There really was nothing interesting going on at all, some people reading, some people scanning the entertainment system for any kind of relief, most people sleeping in all manner of strange positions that clearly was gaining them no benefit. Not even the slightest hint of a scrap or disgruntled passenger. This might have gone down as the smoothest flight in known history, and it was tearing me apart. Reaching the very back of the plane I walked in on Jane, sitting alone staring intently out the window. Debating whether seeing someone try to throw themselves out of an aeroplane window would perk me up or not, I inquired what it was she was staring at.

I had never seen it before, but the active filters on this particular plane’s windows were playing with the sky in the most amazing way. I had lost all track of time and time zones and International Date Line crossings to have any inkling what year it was, but through the plane window could be seen the most incredibly bright celestial ball in a completely blackened sky being held up by beautifully illuminated clouds, all with a gradual purple-red hue splayed across it.

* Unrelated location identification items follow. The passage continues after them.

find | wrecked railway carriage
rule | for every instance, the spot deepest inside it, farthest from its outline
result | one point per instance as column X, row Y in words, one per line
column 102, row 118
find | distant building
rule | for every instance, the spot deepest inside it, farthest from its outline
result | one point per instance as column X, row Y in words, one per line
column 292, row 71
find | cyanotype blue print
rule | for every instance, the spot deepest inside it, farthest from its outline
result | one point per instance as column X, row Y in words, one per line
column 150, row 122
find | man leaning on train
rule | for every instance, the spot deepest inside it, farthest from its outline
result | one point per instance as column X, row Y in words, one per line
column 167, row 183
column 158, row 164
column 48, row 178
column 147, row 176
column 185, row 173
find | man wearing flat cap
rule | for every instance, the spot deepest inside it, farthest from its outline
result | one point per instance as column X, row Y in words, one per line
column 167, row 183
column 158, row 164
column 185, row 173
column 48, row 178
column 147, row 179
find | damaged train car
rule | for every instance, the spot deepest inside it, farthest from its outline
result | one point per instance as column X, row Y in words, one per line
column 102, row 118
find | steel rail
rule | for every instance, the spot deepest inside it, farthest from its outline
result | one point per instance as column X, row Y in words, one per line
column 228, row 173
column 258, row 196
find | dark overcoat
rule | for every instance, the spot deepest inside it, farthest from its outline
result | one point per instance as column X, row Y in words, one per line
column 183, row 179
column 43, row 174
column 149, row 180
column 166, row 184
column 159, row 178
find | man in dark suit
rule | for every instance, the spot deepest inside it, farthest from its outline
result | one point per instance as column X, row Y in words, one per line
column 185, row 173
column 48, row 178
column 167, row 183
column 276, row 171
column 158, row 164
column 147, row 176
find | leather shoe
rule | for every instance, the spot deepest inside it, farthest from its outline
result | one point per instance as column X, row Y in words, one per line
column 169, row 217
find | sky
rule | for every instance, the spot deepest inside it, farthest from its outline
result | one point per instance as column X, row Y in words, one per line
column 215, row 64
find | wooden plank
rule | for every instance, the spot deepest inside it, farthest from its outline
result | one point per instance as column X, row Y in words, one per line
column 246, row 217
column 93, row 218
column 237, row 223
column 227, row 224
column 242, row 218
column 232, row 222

Jane and I debated for a while whether it was the sun or the moon – it was far too bright for the moon, but the sky was too dark for it to be the sun. As was to be expected the scene was too contrasted for any kind of worthy recreation on a camera, though I was damned to try my best. We sat for a little while longer, chatting about how many times she had seen that view over how many different countries. I returned to my seat unaware of how much time had passed, feeling content and hoping to meet many more trail-blazers like Jane over the coming trip.
Following a bumpy and wavy landing we eventually touched down in Auckland. After reading the immigration card given to us on the plane, I’d built up a fair old level of stress about making it through customs. Foreign ecological matter was a huge no-no for this country, and I was painfully aware of the months-old caked-up Bristolian mud and dog shit that was still on my shoes in my checked bag. Upon picking my bag off the carousel, I switched shoes and headed to the toilets for an emergency clean up. Much to my delight, the half used bag of baby wipes left on the toilet roll dispenser made it clear that someone had too been in this situation, and was graceful enough to leave their tools behind for me. As I stood there in the disabled toilet, frantically scrubbing every last trace of England off my shoes, continuously accidentally triggering the motion sensor flush of the toilet, I imagined the disappointed look on everyone’s faces if I were to be immediately deported for hiding the evidence in the pipes.
Seeing the state of some of the tents and walking boots my fellow travellers had brought into New Zealand, I knew I was over-reacting. But it wouldn’t be unlike me to fall at one of the first hurdles. I made it through customs and the rest of the journey is fairly blurry. Breaking through the wall of customs immediately released the built up stress and all that remained was for the sleep-deprivation to take hold once more.
It wasn’t until I first hit the mattress at 2PM, after somehow dazing my way through Auckland, that it occurred to me: I hadn’t laid down in around 48 hours. I was aware the savage jaws of jet lag were dangerously close to chewing me up. My plan was to make it until at least 8PM before sleep. But… 48 hours is a long time. And it would only be a quick nap…
It was when I regained consciousness at 12AM, wide awake, my body clearly having no intention at all of returning to sleep that I knew I had fucked up.